I will see you at this year’s Oregon Writer’s Conference, at the end of July.
Try not to get too excited when you see me.
John V says
I’d say the #2 character is Han. Aside from Luke, Han is the only character that changes in the first movie. Obi-Wan knows from the beginning he has to get Luke involved, and he does. Leia begins as a rebel and ends a rebel. The romantic angle really doesn’t begin until the second movie. Vader begins and ends a fairly typical villain. The father-son storyline doesn’t begin until the second movie.
Han begins selfish and greedy, is challenged to change by Han and Leia, and in the end, he does. So, Han is the #2 character for the first movie.
Based on the direction of the discussion, I would guess the ONE thing to be that which drives character action throughout their storyline – desire.
I will concede, however, that reading into the words results would lead me to agree with Daniel. Still, I will stick by my initial guess.
Andra M says
Congrats on making to the Top 100!
I say each character has a conflict and goal (or as Ben said: desire) with room to grow.
Cheri Williams says
Congratulations, Randy. Of course we already knew you’re the best!
Sally Ferguson says
Congratulations…an award that is well deserved!
Amy VR says
“There was a synergy between the storylines that transcended genre.”
Egads… I can’t believe you wrote that sentence either! HAHA!
Congratulations on making the Top 100 list… though I would put in on the Top 3 list!
I am waiting with bated breath for your next blog post. (That’s what you wanted, right?)

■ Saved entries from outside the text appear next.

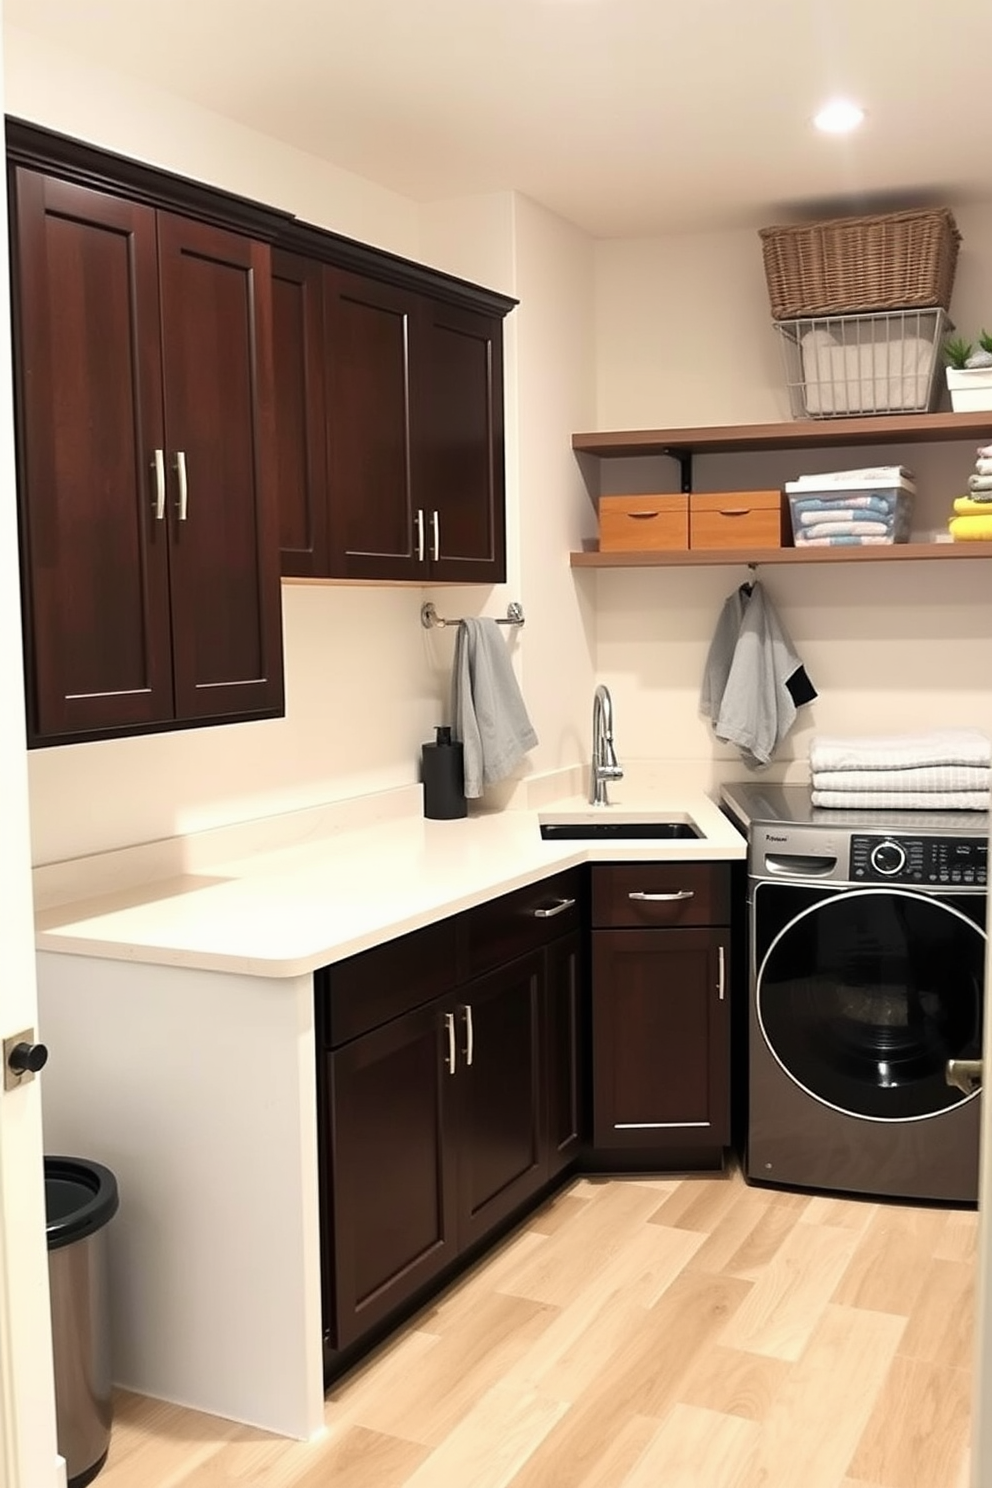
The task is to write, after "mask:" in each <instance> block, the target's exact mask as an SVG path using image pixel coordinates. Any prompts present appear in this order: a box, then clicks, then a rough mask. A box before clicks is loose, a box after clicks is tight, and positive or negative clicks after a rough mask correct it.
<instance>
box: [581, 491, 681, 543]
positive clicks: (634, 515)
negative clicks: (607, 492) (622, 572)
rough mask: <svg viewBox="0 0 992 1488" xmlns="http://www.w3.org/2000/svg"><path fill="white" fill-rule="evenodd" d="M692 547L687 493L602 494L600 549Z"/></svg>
mask: <svg viewBox="0 0 992 1488" xmlns="http://www.w3.org/2000/svg"><path fill="white" fill-rule="evenodd" d="M687 548H689V497H687V496H601V497H599V551H601V552H604V554H617V552H674V551H680V549H681V551H683V552H684V551H686V549H687Z"/></svg>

Every character is the hero of his/her own story.
Paul Epson says
Good job for the award, Randy. We’ve got here a nice array of choice where anyone can identify himself in his favorite character. The young guy in Luke, the girl in Lea, the wise guy in Obi-wan, the rough guy in Han and the evil naughty one in Darth.
Sheila Deeth says
I just went over there and found you. Congratulations! And you’re first on the list for fiction writing. Hope it brings you even more new readers.